What happens when a husband (Joel Edgerton) and wife (Jennifer Garner), who can’t conceive, write down all the qualities their hoped-for child would have and bury those wishes in a box under a tree? In this case, a child (CJ Adams) grows from those wishes. Although this film didn’t receive critical acclaim, I gave it five stars. It will tug at your heart as the couple gives total acceptance to their odd little boy and learns something important from the experience.
When a young woman decides to get married and the planning begins, this father is left with little to do except wonder where the time went. A remake of a classic 1950 comedy, this version has become a classic itself.
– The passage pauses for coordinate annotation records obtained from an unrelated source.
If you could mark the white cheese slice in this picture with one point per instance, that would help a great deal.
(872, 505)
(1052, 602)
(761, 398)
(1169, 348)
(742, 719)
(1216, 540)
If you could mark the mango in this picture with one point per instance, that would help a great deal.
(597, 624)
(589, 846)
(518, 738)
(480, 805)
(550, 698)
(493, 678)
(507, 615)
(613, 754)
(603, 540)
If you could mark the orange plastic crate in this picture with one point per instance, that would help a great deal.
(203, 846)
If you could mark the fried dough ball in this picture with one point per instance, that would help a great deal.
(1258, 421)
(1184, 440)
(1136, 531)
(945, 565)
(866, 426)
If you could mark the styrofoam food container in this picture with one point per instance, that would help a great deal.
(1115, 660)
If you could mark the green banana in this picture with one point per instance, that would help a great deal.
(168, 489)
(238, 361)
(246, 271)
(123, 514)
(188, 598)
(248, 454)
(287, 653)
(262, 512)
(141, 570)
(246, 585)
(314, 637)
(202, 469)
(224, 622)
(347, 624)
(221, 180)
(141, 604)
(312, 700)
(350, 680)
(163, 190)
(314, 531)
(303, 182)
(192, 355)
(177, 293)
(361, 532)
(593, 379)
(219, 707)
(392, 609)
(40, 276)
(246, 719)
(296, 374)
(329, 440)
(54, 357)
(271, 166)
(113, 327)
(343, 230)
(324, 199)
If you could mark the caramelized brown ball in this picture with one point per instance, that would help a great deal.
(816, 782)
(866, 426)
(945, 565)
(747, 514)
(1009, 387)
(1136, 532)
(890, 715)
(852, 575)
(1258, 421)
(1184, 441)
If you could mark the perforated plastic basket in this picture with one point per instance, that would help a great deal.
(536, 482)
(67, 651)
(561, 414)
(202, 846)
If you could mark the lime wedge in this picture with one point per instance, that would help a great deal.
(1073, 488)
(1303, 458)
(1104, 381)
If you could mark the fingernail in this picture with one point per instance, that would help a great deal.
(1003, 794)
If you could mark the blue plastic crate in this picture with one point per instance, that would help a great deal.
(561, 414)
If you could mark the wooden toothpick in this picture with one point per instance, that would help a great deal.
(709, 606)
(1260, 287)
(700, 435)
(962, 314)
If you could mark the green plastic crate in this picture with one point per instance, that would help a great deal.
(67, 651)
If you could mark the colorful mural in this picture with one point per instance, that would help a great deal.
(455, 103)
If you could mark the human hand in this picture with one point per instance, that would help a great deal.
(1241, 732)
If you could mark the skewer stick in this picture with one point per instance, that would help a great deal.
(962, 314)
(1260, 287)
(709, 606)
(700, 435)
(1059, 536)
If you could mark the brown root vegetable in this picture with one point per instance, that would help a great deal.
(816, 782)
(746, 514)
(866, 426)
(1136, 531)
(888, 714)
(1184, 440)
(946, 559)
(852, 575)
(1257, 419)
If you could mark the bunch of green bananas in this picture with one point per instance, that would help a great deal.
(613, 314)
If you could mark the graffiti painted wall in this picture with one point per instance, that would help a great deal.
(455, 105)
In it, Steve Martin plays a character who does not want to let his daughter go, and Diane Keaton plays the mother who has so much fun planning the extravagant nuptials, she nearly forgets that her husband is more than just a checkbook.
Family drama, tragedy, infidelity, and jealousy all come together in this film starring Jeff Bridges and Kim Basinger. A children’s-book writer hires an assistant (Jon Foster) for the summer, and the assistant finds himself in the dearth of dysfunction resulting from the deaths of the couple’s two teenage sons. The young surviving daughter, played by Elle Fanning, lives in the shadow of her brothers, who although deceased, are very much present in the many photographs that dominate the home.
Mrs. Brady (Shelley Long) lives the good life with her salad family until a man who claims to be her first husband shows up, threatening her storybook world. If Carol’s husband is alive, then are she and Mike (Gary Cole) really married? And if they aren’t married, does this mean that Marcia and Greg can finally be together? For anyone who watched the Brady Bunch television series, there are plenty of throwbacks in this film, such as Jan’s George Glass, mysterious artifacts, and crack detective work performed by the youngest Bradys.
Any discussion of family movies must include the relationship between sisters, in this case played by Tina Fey and Amy Poehler. When their parents sell their childhood home, all that’s left to do is clean out the room they shared. And since they’re back home and plenty of their old classmates still remain in town, the sisters decide to have one last bash. All the drama and destruction that teenage party movies celebrate are present in Sisters, but these are adults—acting like teens. It’s lots of fun until it’s time to survey the damages.